Alâeddin Keykubat, Kalanoros’u (Alanya) fethettikten sonra akrabalık bağlarını kuvvetlendirmek için kale beyi Kirfart’ın haremindeki cariyelerinden birisiyle evlendiğini kaynaklar yazmaktadır. Ermeni müverrihi Simbat, Sultan Alâeddin’in, Kirfart’ın elinden kalesini aldığında onun kızı ile evlendiğini fakat kızın Hristiyanlığından dolayı sultanla hiçbir münasebette bulunmadığını yazar. Burada dikkati çeken nokta, bu bilgiyi aktaran İbn Bibi’nin, “kızı” ifadesini kullanmamasıdır. Ayrıca bu evlilik olayını bir cümle ile geçiştirmiş, ancak akrabalık bağlarını kuvvetlendirmek amacıyla yapıldığı ifade etmiştir. Aynı kaynak Alâeddin Keykubat’ın Eyyubi melikesi Adiliye Hatun ile evliliğini uzun uzun anlatmaktadır. Adiliye Hatun’un daha asil, Kirfart’ın kızının ise Hristiyan olması bunun sebebi olabilir. Ancak, İbn Bibi’nin bu evliliğin akrabalık bağlarını kuvvetlendirmek için yapıldığını söylemesi bu hanımın, Kirfart’ın kızı olduğunu göstermektedir.

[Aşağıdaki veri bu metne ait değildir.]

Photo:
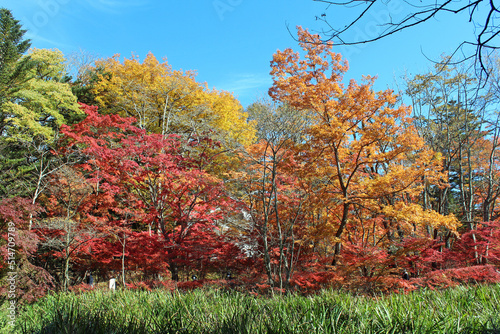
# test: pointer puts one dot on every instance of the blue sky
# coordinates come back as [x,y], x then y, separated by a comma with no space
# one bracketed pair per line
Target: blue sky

Bu hanımın adı da Hunat ya da Hunad, Mahperi Hatun olarak kaynaklara geçmektedir. Bilge, büyük, seçilmiş okunmuş manasına gelen Hunad/Hunat ismine Hatun eklenmiştir. Mahperi (ay parçası, etrafına nur ve güzellik saçan) ise Kayseri’de kendi adıyla 1238 yılında yaptırdığı külliye kitabelerinde geçmektedir. Burası cami, medrese, hamam ve türbe bölümlerinden oluşmaktadır. Mahperi Hatun’un uzun süre Hristiyan olarak yaşadığı bilinmektedir. Bu durum Alâeddin Keykubat’ın saltanatının son yıllarına kadar devam etmiştir. Alâeddin Keykubat ile evliliğinden olan II. Gıyaseddin Keyhüsrev’in iktidar döneminde onun Müslüman olduğu ve kendini hayır işlerine verdiğini de biliyoruz. Kitabelerde geçen unvanı ise “Saffetü’d-dünyâ ve’d-dîn (din ve dünyanın yüz akı) Mah-perî Hatun”dur. Bu gibi ifadeler hükümdarlara mahsus lakaplardır. Hanedan üyelerinin hanımlarının isimleri kitabelerde yukarıdaki mezkûr ifadeden sonra geçmezdi. Ancak burada Mahperi Hatun ismi yazılmıştır. Bu da -belki de- oğlu iktidara gelince sultanın annesi olarak idare mekanizmasındaki nüfuzunu göstermektedir.
Mahperi Hatun’un Kayseri’deki türbesinde ölüm tarihi ile ilgili herhangi bir tarih bulunmadığından ölüm tarihi de bilinememektedir. Ancak kendisinin 1238 tarihinde Kayseri’de yaptırdığı imaret dolayısıyla oğlunun saltanat dönemini gördüğünü söylememiz mümkündür.